Texte équivalent - Nombre de rencontres en personne entre des victimes et des délinquants par année
Année fiscale | Nombre de rencontres en personne |
---|---|
1991-1992 | 3 |
1992-1993 | 7 |
1993-1994 | 7 |
1994-1995 | 6 |
1995-1996 | 7 |
1996-1997 | 12 |
1997-1998 | 14 |
1998-1999 | 1 |
1999-2000 | 8 |
2000-2001 | 8 |
2001-2002 | 9 |
2002-2003 | 10 |
2003-2004 | 10 |
2004-2005 | 16 |
2005-2006 | 21 |
2006-2007 | 19 |
2007-2008 | 26 |
2008-2009 | 16 |
2009-2010 | 12 |
2010-2011 | 19 |
2011-2012 | 26 |
2012-2013 | 28 |
2013-2014 | 28 |
2014-2015 | 20 |
2015-2016 | 14 |
2016-2017 | 19 |
2017-2018 | 19 |
2018-2019 | 21 |
Nombre de rencontres en personne, par délinquant
Sur 267 délinquants :
1 rencontre | 2 rencontres | 3 rencontres | 4 rencontres | 5 rencontres | 6 rencontres et plus |
---|---|---|---|---|---|
181 (68 %) | 55 (21 %) | 15 (6 %) | 6 (2 %) | 4 (1 %) | 6 (2 %) |
APERÇU DES DÉLINQUANTS PARTICIPANTS
Âge
- Les délinquants qui ont participé à une rencontre en personne avaient de 15 à 77 ans au moment de leur infraction, et la moyenne était de 38 ans.
- Au moment de leur première rencontre en personne, ils étaient âgés de 19 à 85 ans, et la moyenne était de 48 ans.
Le délai entre l’infraction et la MVD en personne variait de 10 mois à 47 ans, et le délai moyen était de 11 ans.
Sexe
- 94 % des délinquants participants étaient des hommes et 6 % étaient des femmes.
- Ces proportions sont semblables à celles de la population générale des délinquants purgeant une peine de ressort fédéral :
Statut des délinquants sous responsabilité fédérale | Femmes | % | Hommes | % | Total |
---|---|---|---|---|---|
Incarcérés et en liberté | 1 432 | 6,1 | 22 032 | 93,9 | 23 464Note de bas de page 2 |
Représentation autochtone
Seize pour cent (16 %) des participants se disent autochtones.

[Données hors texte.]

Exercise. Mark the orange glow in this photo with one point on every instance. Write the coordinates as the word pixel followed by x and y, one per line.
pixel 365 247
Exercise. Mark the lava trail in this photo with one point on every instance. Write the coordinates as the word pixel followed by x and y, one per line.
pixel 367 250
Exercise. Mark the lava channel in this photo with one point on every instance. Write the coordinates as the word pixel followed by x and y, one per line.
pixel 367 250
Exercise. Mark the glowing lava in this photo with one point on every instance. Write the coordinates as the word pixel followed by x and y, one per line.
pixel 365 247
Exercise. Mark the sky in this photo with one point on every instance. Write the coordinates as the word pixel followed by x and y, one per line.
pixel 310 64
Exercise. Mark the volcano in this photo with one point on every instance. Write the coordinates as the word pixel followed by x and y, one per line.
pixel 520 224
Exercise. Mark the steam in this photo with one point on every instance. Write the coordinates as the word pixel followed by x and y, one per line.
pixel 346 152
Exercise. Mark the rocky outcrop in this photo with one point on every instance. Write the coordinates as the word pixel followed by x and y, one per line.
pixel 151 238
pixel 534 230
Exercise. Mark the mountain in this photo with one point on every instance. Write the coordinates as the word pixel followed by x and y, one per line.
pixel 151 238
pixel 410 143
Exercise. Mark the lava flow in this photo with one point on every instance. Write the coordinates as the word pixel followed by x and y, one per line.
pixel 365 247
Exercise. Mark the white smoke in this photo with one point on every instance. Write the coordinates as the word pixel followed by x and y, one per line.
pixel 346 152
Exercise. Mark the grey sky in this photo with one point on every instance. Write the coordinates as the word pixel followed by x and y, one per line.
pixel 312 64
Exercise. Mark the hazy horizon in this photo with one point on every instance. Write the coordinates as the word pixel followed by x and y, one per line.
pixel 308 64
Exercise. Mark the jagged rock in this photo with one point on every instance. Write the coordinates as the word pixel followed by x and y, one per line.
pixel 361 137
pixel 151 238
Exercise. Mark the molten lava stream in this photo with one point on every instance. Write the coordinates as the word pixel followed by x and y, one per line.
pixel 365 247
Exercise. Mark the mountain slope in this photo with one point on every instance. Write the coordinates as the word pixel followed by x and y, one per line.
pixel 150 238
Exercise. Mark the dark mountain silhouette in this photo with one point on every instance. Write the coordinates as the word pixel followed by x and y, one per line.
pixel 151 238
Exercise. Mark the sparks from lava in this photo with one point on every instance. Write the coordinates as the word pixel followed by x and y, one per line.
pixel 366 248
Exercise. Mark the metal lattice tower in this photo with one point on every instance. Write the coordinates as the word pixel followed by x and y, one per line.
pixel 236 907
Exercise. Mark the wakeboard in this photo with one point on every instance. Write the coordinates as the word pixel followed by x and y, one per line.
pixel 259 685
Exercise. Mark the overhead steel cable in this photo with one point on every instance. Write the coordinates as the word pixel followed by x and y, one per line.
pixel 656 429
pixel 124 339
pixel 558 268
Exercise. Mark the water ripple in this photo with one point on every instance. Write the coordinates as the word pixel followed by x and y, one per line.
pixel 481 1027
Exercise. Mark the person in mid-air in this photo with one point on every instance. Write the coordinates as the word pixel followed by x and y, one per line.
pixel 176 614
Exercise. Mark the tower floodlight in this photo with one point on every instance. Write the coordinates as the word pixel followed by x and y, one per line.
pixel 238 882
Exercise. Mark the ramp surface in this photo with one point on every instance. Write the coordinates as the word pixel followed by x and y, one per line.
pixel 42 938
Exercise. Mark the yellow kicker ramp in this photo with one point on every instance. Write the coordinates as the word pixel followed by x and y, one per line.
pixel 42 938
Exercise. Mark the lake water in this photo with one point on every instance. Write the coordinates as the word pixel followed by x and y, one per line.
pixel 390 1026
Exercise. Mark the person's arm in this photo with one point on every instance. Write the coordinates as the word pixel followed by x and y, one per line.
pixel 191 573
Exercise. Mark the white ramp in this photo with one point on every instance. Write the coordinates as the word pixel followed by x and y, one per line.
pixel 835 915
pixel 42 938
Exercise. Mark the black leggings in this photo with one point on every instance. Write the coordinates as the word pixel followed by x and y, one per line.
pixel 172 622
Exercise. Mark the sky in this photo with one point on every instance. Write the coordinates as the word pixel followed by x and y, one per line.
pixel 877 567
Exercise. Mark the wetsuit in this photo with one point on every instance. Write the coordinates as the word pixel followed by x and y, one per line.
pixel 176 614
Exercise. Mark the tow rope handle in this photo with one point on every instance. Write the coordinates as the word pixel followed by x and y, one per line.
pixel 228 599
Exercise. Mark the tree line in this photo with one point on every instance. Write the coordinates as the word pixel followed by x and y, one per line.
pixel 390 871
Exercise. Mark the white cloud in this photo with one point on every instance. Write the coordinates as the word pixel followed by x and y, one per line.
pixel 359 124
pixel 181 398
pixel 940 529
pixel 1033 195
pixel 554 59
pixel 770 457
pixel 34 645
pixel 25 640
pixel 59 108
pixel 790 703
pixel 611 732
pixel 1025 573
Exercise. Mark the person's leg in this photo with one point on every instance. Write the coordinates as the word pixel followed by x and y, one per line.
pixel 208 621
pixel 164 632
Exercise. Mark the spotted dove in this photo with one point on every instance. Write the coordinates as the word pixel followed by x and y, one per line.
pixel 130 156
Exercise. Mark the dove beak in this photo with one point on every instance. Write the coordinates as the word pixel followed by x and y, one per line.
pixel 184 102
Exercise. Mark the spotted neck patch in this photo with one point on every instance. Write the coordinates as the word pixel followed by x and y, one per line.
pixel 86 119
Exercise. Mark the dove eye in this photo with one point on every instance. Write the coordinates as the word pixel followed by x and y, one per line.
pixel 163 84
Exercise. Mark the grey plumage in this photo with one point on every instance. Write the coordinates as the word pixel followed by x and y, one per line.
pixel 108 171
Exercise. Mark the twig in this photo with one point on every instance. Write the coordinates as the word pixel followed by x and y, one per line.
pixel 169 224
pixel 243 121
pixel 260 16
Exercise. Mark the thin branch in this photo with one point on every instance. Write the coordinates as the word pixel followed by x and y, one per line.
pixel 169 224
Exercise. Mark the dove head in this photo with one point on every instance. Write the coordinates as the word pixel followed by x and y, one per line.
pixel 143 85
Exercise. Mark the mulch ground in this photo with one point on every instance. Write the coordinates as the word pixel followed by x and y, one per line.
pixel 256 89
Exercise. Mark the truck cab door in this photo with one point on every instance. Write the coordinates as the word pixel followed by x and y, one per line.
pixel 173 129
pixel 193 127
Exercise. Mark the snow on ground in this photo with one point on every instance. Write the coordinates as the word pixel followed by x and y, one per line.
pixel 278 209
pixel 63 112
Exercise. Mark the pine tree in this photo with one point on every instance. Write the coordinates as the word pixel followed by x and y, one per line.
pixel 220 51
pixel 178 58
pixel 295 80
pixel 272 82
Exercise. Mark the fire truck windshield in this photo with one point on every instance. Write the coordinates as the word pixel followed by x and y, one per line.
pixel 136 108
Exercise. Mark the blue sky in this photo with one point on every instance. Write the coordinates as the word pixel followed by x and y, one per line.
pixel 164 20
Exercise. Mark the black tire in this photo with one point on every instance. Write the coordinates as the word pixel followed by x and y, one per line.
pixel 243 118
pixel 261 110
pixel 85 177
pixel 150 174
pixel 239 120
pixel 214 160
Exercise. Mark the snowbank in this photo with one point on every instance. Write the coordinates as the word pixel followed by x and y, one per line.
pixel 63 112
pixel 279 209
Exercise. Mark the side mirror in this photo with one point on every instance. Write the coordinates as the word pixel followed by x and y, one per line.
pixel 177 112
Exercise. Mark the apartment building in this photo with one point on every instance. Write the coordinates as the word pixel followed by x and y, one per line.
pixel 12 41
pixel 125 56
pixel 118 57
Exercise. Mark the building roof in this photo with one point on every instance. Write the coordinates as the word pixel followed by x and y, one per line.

Ce taux est inférieur à celui des Autochtones dans la population carcérale purgeant une peine de ressort fédéral, qui s’élève à 24 %Note de bas de page 3 .
Confession religieuse
Parmi les 267 délinquants, 197 ont indiqué qu’ils pratiquaient une religion ou qu’ils avaient des croyances spirituelles. Parmi ces 197 délinquants, dix ont dit qu’ils pratiquaient une forme de spiritualité autochtone. Les autres n’ont pas indiqué qu’ils pratiquaient une religion ou ont déclaré qu’ils étaient athées.
Risque et besoins
Chez les délinquants dont le risque et les besoins ont été évalués à l’admission, la majorité présentait un risque élevé et des besoins moyens.
Risque
53 % : risque élevé
37 % : risque moyen
10 % : risque faible
Besoins
40 % : besoins élevés
47 % : besoins moyens
13 % : besoins faibles
INFRACTIONS À L’ORIGINE DE LA PEINE
Type d’infraction
Voici les types d’infractions ayant donné lieu à des rencontres de MVD :
- Meurtres, homicides involontaires coupables ou tentatives de meurtre : 50 %
- Infractions sexuelles : 27 %
- Vols qualifiés ou introductions par effraction : 7 %
- Infractions relatives à la conduite d’un véhicule ayant causé la mort : 6 %
- Voies de fait : 5 %
- Négligence criminelle ayant causé la mort : 4 %
- Enlèvement et séquestration : 1 %
- Menaces et harcèlement criminel : 1 %
Cela est comparable aux pourcentages des types d’infractions pour lesquelles les victimes s’inscrivent auprès du SCC; plus particulièrement en ce qui concerne les deux premiers types d’infractions énumérés ci-dessus.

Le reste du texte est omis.